No final de janeiro, Tereza Cristina já havia dito que toda a parte fundiária da Funai iria migrar para o Incra, que está sob os cuidados da Secretaria Especial de Assuntos Fundiários, da Agricultura.
A AGU observa ainda que o governo Federal já sinalizou que pretende criar um Conselho de Ministros — com a participação de representantes dos indígenas — que será responsável por analisar a demarcação fundiária dessas terras.
Para a área jurídica do governo, esta intenção "realça a ausência de unilateralidade na tomada de decisões relativas ao tema".
Ao entrar com a ação no Supremo, o PSB afirmou que as mudanças subordinaram a proteção do direito à terra dos povos indígenas à agenda de um ministério dedicado à promoção dos interesses de ruralistas.
Ao defender as mudanças implantadas pela primeira Medida Provisória (MP 870) do governo Bolsonaro, a AGU argumenta que "não houve, em momento algum, alteração de direitos seja de indígenas seja quilombolas".

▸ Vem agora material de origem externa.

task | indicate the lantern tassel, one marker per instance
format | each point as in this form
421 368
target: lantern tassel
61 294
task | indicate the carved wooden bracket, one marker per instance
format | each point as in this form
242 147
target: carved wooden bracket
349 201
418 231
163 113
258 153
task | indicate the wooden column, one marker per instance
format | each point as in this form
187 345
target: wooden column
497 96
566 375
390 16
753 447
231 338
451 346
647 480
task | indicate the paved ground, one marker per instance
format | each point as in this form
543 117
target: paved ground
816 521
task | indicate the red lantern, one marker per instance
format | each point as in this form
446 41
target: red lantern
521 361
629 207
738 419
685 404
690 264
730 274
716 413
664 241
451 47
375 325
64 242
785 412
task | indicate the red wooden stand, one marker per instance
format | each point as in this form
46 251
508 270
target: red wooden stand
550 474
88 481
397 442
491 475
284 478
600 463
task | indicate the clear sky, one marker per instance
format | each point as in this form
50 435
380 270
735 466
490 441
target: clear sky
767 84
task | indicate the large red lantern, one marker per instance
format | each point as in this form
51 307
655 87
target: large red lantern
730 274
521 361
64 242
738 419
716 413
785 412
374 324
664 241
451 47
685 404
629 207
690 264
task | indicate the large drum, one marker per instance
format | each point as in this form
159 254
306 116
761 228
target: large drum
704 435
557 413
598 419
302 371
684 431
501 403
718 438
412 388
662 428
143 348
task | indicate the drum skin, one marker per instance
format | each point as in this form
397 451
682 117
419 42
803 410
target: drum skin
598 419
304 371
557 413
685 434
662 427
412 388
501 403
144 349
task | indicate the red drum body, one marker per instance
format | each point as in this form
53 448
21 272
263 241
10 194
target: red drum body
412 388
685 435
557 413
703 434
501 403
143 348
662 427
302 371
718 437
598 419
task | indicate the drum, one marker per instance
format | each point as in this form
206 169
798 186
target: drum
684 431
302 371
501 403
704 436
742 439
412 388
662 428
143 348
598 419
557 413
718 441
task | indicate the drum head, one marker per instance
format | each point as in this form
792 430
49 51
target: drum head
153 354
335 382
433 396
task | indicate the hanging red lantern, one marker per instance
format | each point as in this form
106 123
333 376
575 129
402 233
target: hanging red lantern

Segundo o órgão, a insuficiência de recursos humanos e orçamentários da Funai - com apenas 15 servidores e 3 coordenadores na DPT - prejudicam o andamento do processo de identificação, delimitação e demarcação de terras indígenas.
Durante o encontro na CNA nesta manhã, Toffoli elogiou o agronegócio brasileiro. Aos membros da diretoria da CNA e à ministra da Agricultura, o presidente da Corte afirmou que é preciso trazer "segurança" a posse e ao proprietário rural, aliando o respeito aos direitos de minorias, mas não "desmerecendo o direito" dos produtores.
"Daquele que muitas vezes não é nem o grande produtor, é o pequeno produtor", disse Toffoli, citando que o STF tem se manifestado sobre questões envolvendo o quilombolas, indígenas e o próprio Incra.
"Há no Brasil questões relativas ao registro fundiário. Penso que nós temos também que trabalhar isso, trazer segurança a posse e ao proprietário rural", observou o ministro.
O presidente do STF ainda citou o julgamento da ação que questionava pontos do Código Florestal, analisada no ano passado pela Suprema Corte.
Para Toffoli, o julgamento respeitou a negociação do Congresso Nacional, sendo "mínima a intervenção do STF" na legislação do código para "não criminalizar o produtor".
"Exatamente na perspectiva de não criminalizar o produtor, não criminalizar aquele que está lá conservando as suas áreas, a natureza", completou o ministro.
Desde que tomou posse da presidência da Corte, Toffoli tem conversado com setores do governo, fazendo acenos de disposição ao diálogo com os demais Poderes e interferência mínima nas questões legislativas.
A busca pela segurança jurídica, citada no encontro desta quarta, é uma tecla que vem sendo batida frequentemente pelo ministro, numa posição alinhada a da equipe econômica do governo federal, chefiada pelo ministro da Economia, Paulo Guedes.